Tiens Samsung est allié d’Apple

La Pomme, pourtant, ne s’est pas toujours révoltée contre le système Qualcomm. Au contraire, elle a longtemps travaillé avec l’entreprise de San Diego sans broncher. Elle a, en fait, attendu de disposer d’une alternative, même un peu moins bonne, laquelle s’est avérée être le modem Intel, utilisé à partir de 1015 sur certains iPhone. Apple n’en fait d’ailleurs pas mystère : « ce qui nous a poussé à lancer notre action aujourd’hui et pas il y a 5 ans c’est le fait de disposer d’une seconde source », commente Sewell.

Le QG de Qualcomm

Pour sa bataille, Apple s’est adjoint des alliés qui peuvent surprendre, notamment Samsung : Cook, lors d’une rencontre avec le désormais prisonnier vice-président de Samsung Jay Y. Lee, aurait conseillé à son concurrent de monter un dossier auprès des autorités de régulation de la concurrence coréennes, la KFTC, qui fin 2016 a sanctionné Qualcomm à hauteur de 850 millions de dollars pour ses « pratiques anti-concurrentielles ». Trois mois plus tard, c’est l’U.S. Federal Trade Commission qui ouvrait une enquête sur Qualcomm. Trois jours après, Apple lançait sa propre procédure. Rien de ce timing n’est évidemment le fruit du hasard. Quelques semaines après ces événements, Qualcomm avait vu sa capitalisation boursière fondre d’un tiers.

Le modem, un composant comme un autre

Le succès fantastique de Qualcomm doit beaucoup a un brevet essentiel, le Code division multiple access alias CDMA, qui, avec la 3G, a permis d’utiliser une technique d’étalement de spectre, permettant à plusieurs liaisons numériques d’utiliser simultanément la même fréquence porteuse, au lieu de l’utiliser alternativement comme c’était le cas jusqu’alors.

Apple finalement n’accepte pas de continuer à payer plein tarif pour les modems de Qualcomm ; la Pomme, d’ailleurs, devenue experte en design de processeurs, s’attèle à la conception de son propre modem. Et si elle réussit en la matière ce qu’elle parvient à faire en matière de CPU, où le nouveau processeur A11 Bionic écrase les Snapdragon 835 de Qualcomm, le fabricant de modem a du souci à se faire.

L’Apple Park

Mais, globalement elle estime, sans doute avec raison, que le modem n’est qu’un composant comme un autre désormais. Les 10 milliards de dollars que l’entreprise dépense chaque année en recherche et développement ont accouché de nombreuses autres technologies : le capteur d’empreinte, maintenant le capteur 3D qui analyse et reconnait le visage. L’importance relative du modem décline : aucune de ces technologie différenciante ne repose sur la transmission cellulaire.

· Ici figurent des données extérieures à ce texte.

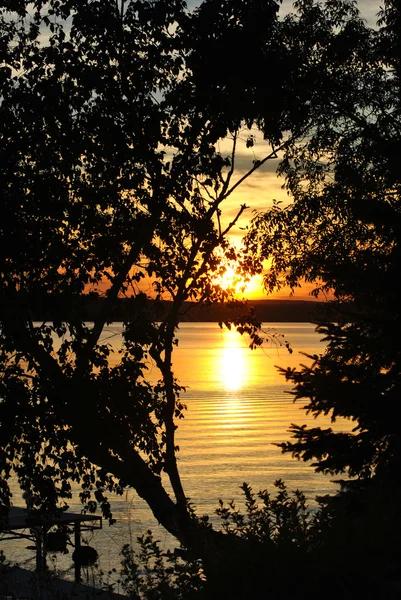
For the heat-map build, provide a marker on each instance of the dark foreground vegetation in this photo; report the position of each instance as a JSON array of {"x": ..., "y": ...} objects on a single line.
[{"x": 114, "y": 117}]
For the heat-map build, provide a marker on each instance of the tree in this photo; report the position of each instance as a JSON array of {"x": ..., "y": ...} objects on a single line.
[
  {"x": 111, "y": 173},
  {"x": 342, "y": 232}
]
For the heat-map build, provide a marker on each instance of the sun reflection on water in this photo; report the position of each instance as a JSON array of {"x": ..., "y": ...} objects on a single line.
[{"x": 232, "y": 366}]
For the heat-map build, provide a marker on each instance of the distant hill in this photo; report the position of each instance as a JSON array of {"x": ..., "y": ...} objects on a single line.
[
  {"x": 265, "y": 311},
  {"x": 89, "y": 307}
]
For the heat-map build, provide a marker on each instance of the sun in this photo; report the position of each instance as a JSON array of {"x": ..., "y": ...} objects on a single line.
[{"x": 231, "y": 280}]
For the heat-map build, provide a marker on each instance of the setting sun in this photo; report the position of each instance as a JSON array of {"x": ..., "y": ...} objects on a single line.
[{"x": 231, "y": 280}]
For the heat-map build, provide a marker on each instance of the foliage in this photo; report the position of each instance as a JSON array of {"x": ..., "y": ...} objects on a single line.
[
  {"x": 346, "y": 546},
  {"x": 114, "y": 185},
  {"x": 152, "y": 574},
  {"x": 342, "y": 232}
]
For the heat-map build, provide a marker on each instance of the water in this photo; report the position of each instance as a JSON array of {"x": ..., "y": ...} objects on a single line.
[{"x": 238, "y": 408}]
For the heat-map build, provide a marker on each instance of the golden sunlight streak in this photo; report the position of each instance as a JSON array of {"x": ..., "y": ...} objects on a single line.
[{"x": 233, "y": 371}]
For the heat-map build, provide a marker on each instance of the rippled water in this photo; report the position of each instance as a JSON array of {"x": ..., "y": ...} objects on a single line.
[{"x": 238, "y": 407}]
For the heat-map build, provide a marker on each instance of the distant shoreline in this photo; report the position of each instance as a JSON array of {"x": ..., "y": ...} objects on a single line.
[{"x": 88, "y": 308}]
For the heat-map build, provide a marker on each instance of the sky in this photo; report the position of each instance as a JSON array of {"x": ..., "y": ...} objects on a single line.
[{"x": 264, "y": 186}]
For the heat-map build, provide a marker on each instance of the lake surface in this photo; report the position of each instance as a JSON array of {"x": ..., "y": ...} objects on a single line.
[{"x": 238, "y": 407}]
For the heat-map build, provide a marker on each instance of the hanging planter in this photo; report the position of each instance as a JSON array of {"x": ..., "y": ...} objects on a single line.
[
  {"x": 85, "y": 556},
  {"x": 56, "y": 541}
]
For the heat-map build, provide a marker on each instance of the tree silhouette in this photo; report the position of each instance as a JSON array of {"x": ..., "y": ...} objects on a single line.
[
  {"x": 343, "y": 233},
  {"x": 110, "y": 116}
]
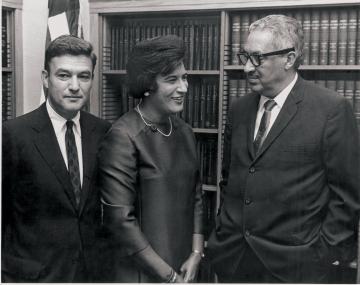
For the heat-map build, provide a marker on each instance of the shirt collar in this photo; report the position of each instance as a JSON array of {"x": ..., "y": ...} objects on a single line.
[
  {"x": 281, "y": 97},
  {"x": 59, "y": 122}
]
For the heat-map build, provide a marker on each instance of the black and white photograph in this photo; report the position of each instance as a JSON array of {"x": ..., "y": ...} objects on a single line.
[{"x": 166, "y": 141}]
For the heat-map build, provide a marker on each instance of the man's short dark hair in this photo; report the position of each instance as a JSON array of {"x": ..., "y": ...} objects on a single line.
[
  {"x": 152, "y": 57},
  {"x": 69, "y": 45}
]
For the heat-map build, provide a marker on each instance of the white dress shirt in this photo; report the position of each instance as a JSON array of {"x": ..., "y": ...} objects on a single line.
[
  {"x": 59, "y": 125},
  {"x": 280, "y": 100}
]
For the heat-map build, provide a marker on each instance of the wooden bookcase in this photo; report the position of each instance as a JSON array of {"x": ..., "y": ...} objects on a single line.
[{"x": 342, "y": 76}]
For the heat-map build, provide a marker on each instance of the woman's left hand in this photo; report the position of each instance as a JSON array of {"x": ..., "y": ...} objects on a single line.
[{"x": 190, "y": 267}]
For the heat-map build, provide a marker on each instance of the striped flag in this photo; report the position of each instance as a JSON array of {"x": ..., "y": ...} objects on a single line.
[{"x": 67, "y": 17}]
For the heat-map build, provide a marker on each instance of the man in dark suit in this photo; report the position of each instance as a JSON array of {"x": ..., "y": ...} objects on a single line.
[
  {"x": 290, "y": 170},
  {"x": 50, "y": 207}
]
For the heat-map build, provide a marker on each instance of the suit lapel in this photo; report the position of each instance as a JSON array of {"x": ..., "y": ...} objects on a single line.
[
  {"x": 286, "y": 114},
  {"x": 89, "y": 157},
  {"x": 49, "y": 149}
]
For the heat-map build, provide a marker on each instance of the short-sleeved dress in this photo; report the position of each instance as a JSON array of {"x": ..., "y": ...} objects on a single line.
[{"x": 151, "y": 195}]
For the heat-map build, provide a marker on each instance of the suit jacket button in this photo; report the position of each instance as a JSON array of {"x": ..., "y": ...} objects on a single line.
[{"x": 247, "y": 201}]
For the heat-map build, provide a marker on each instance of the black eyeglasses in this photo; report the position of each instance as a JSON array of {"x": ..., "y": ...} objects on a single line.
[{"x": 256, "y": 58}]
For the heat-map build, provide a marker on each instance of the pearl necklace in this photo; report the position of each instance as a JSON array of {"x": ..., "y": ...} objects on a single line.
[{"x": 152, "y": 126}]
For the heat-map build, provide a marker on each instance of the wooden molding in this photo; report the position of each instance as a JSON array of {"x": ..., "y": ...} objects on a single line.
[
  {"x": 128, "y": 6},
  {"x": 16, "y": 4}
]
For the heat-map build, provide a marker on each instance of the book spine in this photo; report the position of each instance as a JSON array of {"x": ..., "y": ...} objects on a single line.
[
  {"x": 324, "y": 37},
  {"x": 191, "y": 45},
  {"x": 203, "y": 96},
  {"x": 197, "y": 55},
  {"x": 209, "y": 106},
  {"x": 349, "y": 91},
  {"x": 187, "y": 44},
  {"x": 352, "y": 26},
  {"x": 358, "y": 39},
  {"x": 196, "y": 105},
  {"x": 233, "y": 88},
  {"x": 204, "y": 48},
  {"x": 340, "y": 87},
  {"x": 216, "y": 47},
  {"x": 210, "y": 48},
  {"x": 342, "y": 41},
  {"x": 333, "y": 37},
  {"x": 357, "y": 100},
  {"x": 244, "y": 28},
  {"x": 235, "y": 39},
  {"x": 215, "y": 105},
  {"x": 314, "y": 37},
  {"x": 190, "y": 109}
]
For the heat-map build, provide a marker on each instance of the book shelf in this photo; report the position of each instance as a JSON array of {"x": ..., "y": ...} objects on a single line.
[
  {"x": 12, "y": 68},
  {"x": 8, "y": 82},
  {"x": 214, "y": 31}
]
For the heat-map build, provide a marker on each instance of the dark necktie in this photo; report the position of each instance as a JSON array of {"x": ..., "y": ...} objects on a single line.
[
  {"x": 73, "y": 161},
  {"x": 264, "y": 124}
]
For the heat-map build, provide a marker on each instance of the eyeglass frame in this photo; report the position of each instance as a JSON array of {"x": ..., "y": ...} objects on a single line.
[{"x": 262, "y": 55}]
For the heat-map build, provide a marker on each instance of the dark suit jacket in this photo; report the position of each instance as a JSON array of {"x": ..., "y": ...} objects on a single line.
[
  {"x": 295, "y": 203},
  {"x": 43, "y": 233}
]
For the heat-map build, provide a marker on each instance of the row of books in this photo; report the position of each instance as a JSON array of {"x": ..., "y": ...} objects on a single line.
[
  {"x": 331, "y": 36},
  {"x": 207, "y": 151},
  {"x": 201, "y": 39},
  {"x": 7, "y": 102},
  {"x": 201, "y": 104},
  {"x": 5, "y": 42}
]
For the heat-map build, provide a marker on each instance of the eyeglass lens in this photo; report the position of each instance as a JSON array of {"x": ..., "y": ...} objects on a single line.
[{"x": 244, "y": 57}]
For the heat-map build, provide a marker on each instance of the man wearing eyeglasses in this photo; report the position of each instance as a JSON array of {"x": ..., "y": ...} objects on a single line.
[{"x": 290, "y": 189}]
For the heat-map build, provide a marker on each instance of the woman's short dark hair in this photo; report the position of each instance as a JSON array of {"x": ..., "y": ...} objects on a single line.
[
  {"x": 152, "y": 57},
  {"x": 69, "y": 45}
]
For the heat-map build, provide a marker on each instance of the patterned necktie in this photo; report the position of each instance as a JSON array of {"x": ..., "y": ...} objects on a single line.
[
  {"x": 264, "y": 124},
  {"x": 73, "y": 162}
]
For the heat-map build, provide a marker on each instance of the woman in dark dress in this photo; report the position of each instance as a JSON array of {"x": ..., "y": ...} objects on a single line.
[{"x": 149, "y": 177}]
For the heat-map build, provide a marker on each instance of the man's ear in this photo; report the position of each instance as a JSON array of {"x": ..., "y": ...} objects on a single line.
[
  {"x": 45, "y": 78},
  {"x": 290, "y": 60}
]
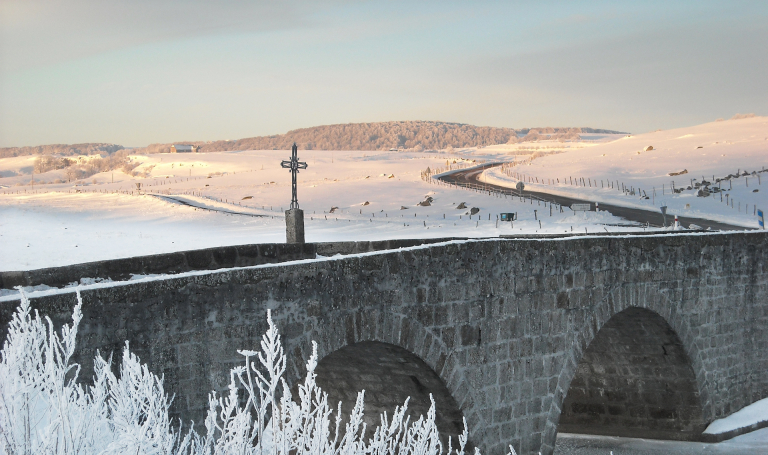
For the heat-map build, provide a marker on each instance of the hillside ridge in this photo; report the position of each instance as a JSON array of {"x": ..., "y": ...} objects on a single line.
[{"x": 415, "y": 135}]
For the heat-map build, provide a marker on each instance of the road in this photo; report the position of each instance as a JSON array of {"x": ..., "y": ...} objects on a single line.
[{"x": 470, "y": 178}]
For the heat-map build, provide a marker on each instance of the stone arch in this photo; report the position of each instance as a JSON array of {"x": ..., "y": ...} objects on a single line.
[
  {"x": 389, "y": 375},
  {"x": 342, "y": 329},
  {"x": 651, "y": 300}
]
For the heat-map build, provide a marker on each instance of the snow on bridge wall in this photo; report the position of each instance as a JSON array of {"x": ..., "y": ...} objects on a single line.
[{"x": 504, "y": 323}]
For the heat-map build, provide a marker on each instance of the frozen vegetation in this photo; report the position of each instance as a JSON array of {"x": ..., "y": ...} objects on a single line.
[{"x": 45, "y": 408}]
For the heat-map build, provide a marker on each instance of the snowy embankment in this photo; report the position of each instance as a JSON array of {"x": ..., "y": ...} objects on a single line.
[
  {"x": 662, "y": 168},
  {"x": 753, "y": 416}
]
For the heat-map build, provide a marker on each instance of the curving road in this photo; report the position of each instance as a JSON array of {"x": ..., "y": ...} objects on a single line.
[{"x": 470, "y": 178}]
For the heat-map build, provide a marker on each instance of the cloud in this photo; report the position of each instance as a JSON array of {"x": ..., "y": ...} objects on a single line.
[{"x": 36, "y": 33}]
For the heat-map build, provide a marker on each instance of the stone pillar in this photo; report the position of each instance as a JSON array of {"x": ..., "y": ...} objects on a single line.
[{"x": 294, "y": 226}]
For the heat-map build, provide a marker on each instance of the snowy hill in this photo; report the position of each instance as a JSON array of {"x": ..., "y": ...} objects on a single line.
[
  {"x": 355, "y": 195},
  {"x": 713, "y": 171}
]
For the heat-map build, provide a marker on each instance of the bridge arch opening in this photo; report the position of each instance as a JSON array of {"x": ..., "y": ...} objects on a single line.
[
  {"x": 389, "y": 374},
  {"x": 636, "y": 380}
]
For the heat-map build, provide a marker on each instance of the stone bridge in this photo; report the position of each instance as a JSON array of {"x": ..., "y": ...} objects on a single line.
[{"x": 651, "y": 336}]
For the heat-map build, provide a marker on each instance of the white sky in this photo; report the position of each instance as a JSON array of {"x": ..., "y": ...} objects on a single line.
[{"x": 137, "y": 72}]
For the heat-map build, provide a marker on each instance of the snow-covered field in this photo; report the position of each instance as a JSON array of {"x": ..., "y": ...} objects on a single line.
[
  {"x": 190, "y": 201},
  {"x": 704, "y": 153},
  {"x": 377, "y": 194},
  {"x": 55, "y": 224}
]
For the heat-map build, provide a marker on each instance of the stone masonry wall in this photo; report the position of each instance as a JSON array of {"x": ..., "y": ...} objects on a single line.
[
  {"x": 634, "y": 380},
  {"x": 504, "y": 323}
]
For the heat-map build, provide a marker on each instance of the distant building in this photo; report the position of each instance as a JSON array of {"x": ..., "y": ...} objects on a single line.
[{"x": 181, "y": 148}]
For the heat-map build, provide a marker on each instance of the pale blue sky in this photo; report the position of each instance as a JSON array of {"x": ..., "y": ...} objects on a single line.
[{"x": 143, "y": 71}]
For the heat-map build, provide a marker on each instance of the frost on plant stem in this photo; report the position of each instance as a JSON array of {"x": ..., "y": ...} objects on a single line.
[{"x": 44, "y": 409}]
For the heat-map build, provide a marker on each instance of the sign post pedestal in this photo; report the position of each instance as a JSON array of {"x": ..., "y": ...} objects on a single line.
[
  {"x": 294, "y": 217},
  {"x": 294, "y": 226}
]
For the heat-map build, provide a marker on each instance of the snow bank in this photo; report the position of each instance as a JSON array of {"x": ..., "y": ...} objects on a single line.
[{"x": 754, "y": 414}]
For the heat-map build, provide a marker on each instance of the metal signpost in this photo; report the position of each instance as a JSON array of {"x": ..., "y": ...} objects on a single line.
[
  {"x": 294, "y": 217},
  {"x": 294, "y": 165}
]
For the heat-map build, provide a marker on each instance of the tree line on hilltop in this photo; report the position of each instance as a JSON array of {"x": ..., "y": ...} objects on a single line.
[{"x": 404, "y": 135}]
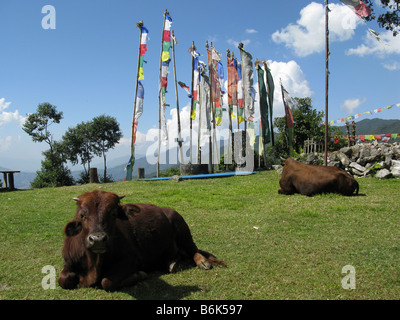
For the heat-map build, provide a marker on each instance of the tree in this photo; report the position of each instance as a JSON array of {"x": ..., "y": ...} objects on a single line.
[
  {"x": 105, "y": 133},
  {"x": 390, "y": 20},
  {"x": 53, "y": 172},
  {"x": 37, "y": 124},
  {"x": 308, "y": 124},
  {"x": 78, "y": 144}
]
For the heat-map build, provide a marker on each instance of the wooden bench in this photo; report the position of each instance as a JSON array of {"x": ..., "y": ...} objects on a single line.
[{"x": 8, "y": 175}]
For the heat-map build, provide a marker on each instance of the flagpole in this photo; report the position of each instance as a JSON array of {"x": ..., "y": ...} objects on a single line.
[
  {"x": 139, "y": 25},
  {"x": 193, "y": 48},
  {"x": 259, "y": 100},
  {"x": 327, "y": 53},
  {"x": 173, "y": 40},
  {"x": 230, "y": 137},
  {"x": 210, "y": 156},
  {"x": 271, "y": 108},
  {"x": 160, "y": 99}
]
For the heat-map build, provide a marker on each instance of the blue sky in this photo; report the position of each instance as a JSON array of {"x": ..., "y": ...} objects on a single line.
[{"x": 86, "y": 66}]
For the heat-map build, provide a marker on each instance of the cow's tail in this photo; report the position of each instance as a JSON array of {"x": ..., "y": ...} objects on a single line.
[{"x": 212, "y": 259}]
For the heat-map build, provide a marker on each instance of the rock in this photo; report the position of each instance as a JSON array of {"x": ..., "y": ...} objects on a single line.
[
  {"x": 383, "y": 174},
  {"x": 343, "y": 159},
  {"x": 356, "y": 166},
  {"x": 347, "y": 151},
  {"x": 176, "y": 178},
  {"x": 333, "y": 164}
]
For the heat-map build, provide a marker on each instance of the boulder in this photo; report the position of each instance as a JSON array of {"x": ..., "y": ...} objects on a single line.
[
  {"x": 343, "y": 158},
  {"x": 383, "y": 174}
]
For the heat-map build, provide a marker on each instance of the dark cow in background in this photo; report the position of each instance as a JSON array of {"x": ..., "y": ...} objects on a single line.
[
  {"x": 112, "y": 245},
  {"x": 310, "y": 179}
]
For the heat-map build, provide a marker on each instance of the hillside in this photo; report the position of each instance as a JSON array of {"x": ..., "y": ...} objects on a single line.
[{"x": 375, "y": 126}]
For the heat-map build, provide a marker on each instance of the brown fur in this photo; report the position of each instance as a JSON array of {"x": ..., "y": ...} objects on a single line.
[
  {"x": 135, "y": 238},
  {"x": 313, "y": 179}
]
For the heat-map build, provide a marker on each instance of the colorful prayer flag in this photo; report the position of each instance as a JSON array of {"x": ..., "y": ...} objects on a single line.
[
  {"x": 186, "y": 88},
  {"x": 216, "y": 72},
  {"x": 139, "y": 96},
  {"x": 248, "y": 90},
  {"x": 358, "y": 7},
  {"x": 265, "y": 130},
  {"x": 165, "y": 60}
]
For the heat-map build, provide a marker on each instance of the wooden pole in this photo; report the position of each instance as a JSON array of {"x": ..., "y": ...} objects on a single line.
[
  {"x": 160, "y": 104},
  {"x": 327, "y": 53},
  {"x": 210, "y": 156},
  {"x": 192, "y": 48},
  {"x": 173, "y": 40},
  {"x": 230, "y": 138},
  {"x": 259, "y": 99},
  {"x": 139, "y": 25}
]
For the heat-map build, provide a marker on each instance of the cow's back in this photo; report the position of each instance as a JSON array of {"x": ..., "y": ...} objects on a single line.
[
  {"x": 309, "y": 179},
  {"x": 150, "y": 235}
]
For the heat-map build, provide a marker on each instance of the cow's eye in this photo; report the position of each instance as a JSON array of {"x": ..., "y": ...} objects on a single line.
[
  {"x": 114, "y": 213},
  {"x": 82, "y": 215}
]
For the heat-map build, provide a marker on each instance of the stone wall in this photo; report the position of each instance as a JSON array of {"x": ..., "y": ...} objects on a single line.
[{"x": 381, "y": 160}]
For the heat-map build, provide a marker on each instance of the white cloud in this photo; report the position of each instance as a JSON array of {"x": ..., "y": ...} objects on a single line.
[
  {"x": 7, "y": 117},
  {"x": 293, "y": 80},
  {"x": 393, "y": 66},
  {"x": 251, "y": 31},
  {"x": 307, "y": 35},
  {"x": 387, "y": 45},
  {"x": 350, "y": 104},
  {"x": 236, "y": 43}
]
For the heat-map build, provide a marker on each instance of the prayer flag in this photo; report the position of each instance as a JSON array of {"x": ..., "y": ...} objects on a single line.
[
  {"x": 247, "y": 77},
  {"x": 165, "y": 60},
  {"x": 358, "y": 7},
  {"x": 186, "y": 88},
  {"x": 265, "y": 130}
]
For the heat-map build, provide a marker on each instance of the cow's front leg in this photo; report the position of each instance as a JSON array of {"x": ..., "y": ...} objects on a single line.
[{"x": 115, "y": 282}]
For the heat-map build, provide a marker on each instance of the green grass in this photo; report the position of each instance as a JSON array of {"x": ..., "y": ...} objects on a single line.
[{"x": 276, "y": 246}]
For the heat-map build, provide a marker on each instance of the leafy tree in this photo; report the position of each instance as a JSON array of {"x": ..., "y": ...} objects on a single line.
[
  {"x": 78, "y": 144},
  {"x": 105, "y": 133},
  {"x": 37, "y": 124},
  {"x": 308, "y": 124},
  {"x": 390, "y": 20},
  {"x": 53, "y": 172}
]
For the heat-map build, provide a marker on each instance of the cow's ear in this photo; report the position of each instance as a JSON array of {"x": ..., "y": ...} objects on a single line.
[
  {"x": 72, "y": 228},
  {"x": 126, "y": 210}
]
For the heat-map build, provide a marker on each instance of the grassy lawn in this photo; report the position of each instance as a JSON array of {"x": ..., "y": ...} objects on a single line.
[{"x": 276, "y": 246}]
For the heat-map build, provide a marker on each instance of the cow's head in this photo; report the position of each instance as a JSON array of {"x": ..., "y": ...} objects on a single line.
[{"x": 95, "y": 219}]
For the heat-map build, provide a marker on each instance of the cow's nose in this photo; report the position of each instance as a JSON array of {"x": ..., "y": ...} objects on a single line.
[{"x": 97, "y": 237}]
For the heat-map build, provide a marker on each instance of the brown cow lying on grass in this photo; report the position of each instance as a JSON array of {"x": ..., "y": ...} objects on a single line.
[
  {"x": 310, "y": 179},
  {"x": 112, "y": 245}
]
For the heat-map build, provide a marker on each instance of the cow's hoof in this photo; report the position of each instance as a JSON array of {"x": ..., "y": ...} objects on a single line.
[
  {"x": 172, "y": 267},
  {"x": 205, "y": 265},
  {"x": 107, "y": 284}
]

Qualcomm veut croire que les choses vont changer avec l’arrivée de la 5G. « C’est ainsi, entre deux sauts technologiques, les discussions sur le prix des licences prennent de l’importance. Quand une nouvelle technologie arrive, chacun est alors bien content de payer Qualcomm pour en disposer », estime-t-on du côté de Qualcomm.

L’avenir dira si cette prédiction se concrétise.